How Much Does PMI Cost?
PMI varies but often is 0.5% to 1% of the total loan amount annually. The premium amount depends on the type of mortgage you get, LTV, your credit score, and more. It also depends on the amount of PMI that your loan program or lender requires.
According to a 2021 report from the Urban Institute, PMI is more economical than FHA loans for borrowers with a FICO score of 720 or above and who put 3.5% down.
The report also says PMI is more economical for:
• Borrowers with a FICO score of 700 and above who put 5% down
• Borrowers with a FICO score of 680 and above who put 10% down
• Borrowers with a FICO score of 620 and above who put 15% down
• Borrowers with 78% LTV, since it cancels
When Can You Stop Paying PMI?
Buying a home may require you to pay a PMI premium, but there are four methods available to stop paying it.
First, there is a legal end to PMI. Under the Homeowners Protection Act, also known as the PMI Cancellation Act, your lender is required to cancel PMI automatically once your mortgage balance is at 78% of the home’s original value. “Original value” generally means either the contract sales price or the appraised value of your home at the time you purchased it, whichever is lower (or, if you have refinanced, the appraised value at the time you refinanced). Which figure is used for original value can vary by state.

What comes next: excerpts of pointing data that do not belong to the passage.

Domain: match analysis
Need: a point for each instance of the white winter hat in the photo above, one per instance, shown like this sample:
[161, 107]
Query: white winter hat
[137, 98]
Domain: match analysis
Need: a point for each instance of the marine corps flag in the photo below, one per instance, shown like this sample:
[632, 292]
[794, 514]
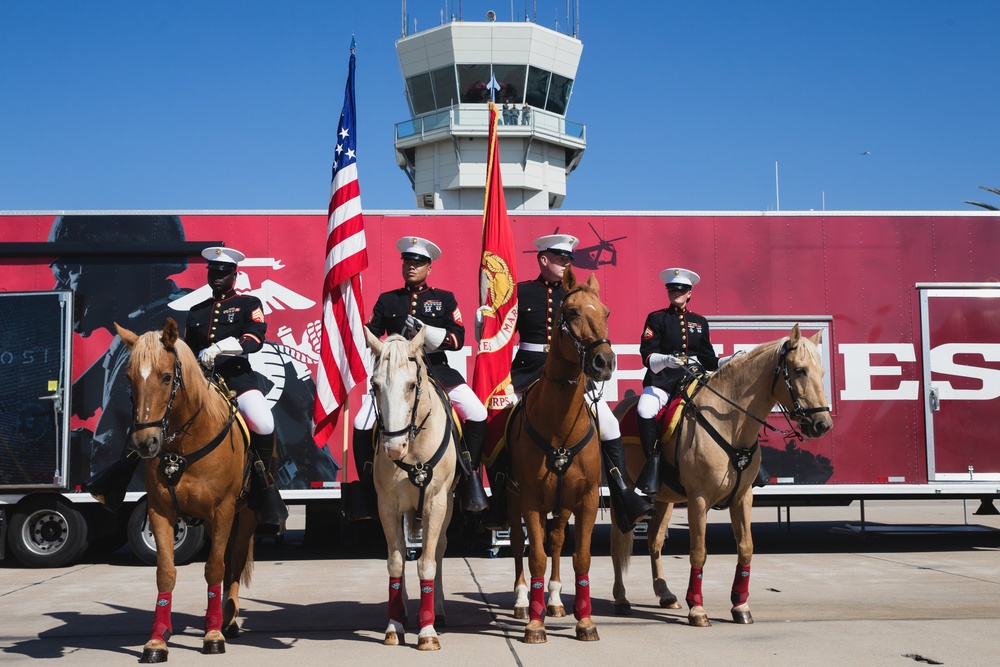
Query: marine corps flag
[497, 289]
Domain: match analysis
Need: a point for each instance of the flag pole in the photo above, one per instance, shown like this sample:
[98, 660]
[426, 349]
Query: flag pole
[345, 414]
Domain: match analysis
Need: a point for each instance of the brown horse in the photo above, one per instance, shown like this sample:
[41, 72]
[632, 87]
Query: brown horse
[555, 460]
[715, 455]
[414, 475]
[197, 464]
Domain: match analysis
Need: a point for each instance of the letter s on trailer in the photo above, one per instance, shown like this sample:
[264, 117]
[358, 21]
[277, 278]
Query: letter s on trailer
[908, 303]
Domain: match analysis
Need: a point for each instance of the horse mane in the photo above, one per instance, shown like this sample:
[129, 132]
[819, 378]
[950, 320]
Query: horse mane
[147, 350]
[742, 369]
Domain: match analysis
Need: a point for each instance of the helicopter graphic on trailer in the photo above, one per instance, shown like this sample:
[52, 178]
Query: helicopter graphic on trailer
[591, 257]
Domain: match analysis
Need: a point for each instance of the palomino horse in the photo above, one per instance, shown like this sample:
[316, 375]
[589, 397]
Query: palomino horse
[714, 454]
[197, 466]
[414, 475]
[555, 460]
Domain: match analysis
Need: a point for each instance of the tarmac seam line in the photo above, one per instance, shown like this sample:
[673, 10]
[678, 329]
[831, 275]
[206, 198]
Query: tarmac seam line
[493, 614]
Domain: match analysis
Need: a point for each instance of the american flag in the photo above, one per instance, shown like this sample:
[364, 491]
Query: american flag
[343, 363]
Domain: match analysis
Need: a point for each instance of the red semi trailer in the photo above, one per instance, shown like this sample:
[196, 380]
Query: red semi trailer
[908, 303]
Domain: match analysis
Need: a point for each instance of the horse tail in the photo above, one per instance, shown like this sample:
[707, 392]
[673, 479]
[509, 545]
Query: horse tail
[247, 573]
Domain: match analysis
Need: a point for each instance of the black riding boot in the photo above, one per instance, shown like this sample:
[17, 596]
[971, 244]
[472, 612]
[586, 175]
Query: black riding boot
[360, 501]
[109, 484]
[496, 517]
[264, 497]
[648, 481]
[628, 505]
[474, 498]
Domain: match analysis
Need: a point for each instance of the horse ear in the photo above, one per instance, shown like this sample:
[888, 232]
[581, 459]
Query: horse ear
[374, 344]
[569, 278]
[127, 336]
[169, 336]
[796, 336]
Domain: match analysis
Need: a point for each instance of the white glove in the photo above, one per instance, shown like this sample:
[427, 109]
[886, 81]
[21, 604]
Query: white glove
[657, 362]
[412, 326]
[481, 313]
[433, 337]
[226, 346]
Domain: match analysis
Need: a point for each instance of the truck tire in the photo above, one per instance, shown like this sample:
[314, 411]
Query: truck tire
[188, 539]
[47, 531]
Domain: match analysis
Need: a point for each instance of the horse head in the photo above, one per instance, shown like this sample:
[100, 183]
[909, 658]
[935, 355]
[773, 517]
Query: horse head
[584, 320]
[154, 375]
[397, 386]
[801, 368]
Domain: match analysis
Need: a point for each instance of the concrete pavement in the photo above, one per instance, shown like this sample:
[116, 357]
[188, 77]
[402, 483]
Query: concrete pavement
[820, 595]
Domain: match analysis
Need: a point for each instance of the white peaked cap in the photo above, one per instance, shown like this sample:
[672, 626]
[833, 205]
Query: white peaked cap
[679, 277]
[561, 244]
[223, 255]
[414, 245]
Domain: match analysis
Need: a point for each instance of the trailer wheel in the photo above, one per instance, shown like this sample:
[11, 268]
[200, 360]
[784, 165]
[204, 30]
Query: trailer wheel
[187, 539]
[46, 531]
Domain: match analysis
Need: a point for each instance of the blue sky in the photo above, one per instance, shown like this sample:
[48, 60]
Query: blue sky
[688, 105]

Second, you can reappraise your home, which will likely result in a new value. Thus, you can ask your servicer to cancel PMI based on your built equity and the current value. Owners of homes that appreciated, either over time or thanks to home improvements, may benefit from this. You may need to be proactive with your lender and meet specific eligibility requirements to help make that happen.
Third, you may be able to refinance your mortgage. If you have at least 20% equity, you can possibly qualify for a conventional loan without the need for PMI.
Finally, the Consumer Financial Protection Bureau notes another way in which PMI can be canceled: If you’re current on your payments and you’ve reached the halfway point of the loan’s schedule, even if your mortgage balance hasn’t yet reached 78% of the home’s original value.
Key Differences Between MIP and PMI
What About Refinancing?
If you have a mortgage that includes PMI or MIP and your property value has increased significantly, one option to consider is refinancing.
Some borrowers may find that they are now able to qualify for a conventional home loan without mortgage insurance.
Refinancing holds appeal because of the possibility of locking in a better rate and reducing your monthly payment. Equity-rich homeowners sometimes like a cash-out refinance.
But as with your original mortgage, you’ll face closing costs if you refinance.
What about a “no cost refinance” you might see advertised? You’ll either add the closing costs to the principal or get an increased interest rate.
Glass half-full: Private mortgage insurance and mortgage insurance premium open the door to homeownership to many who otherwise could not buy a property. Glass half-empty: PMI and MIP can really add up.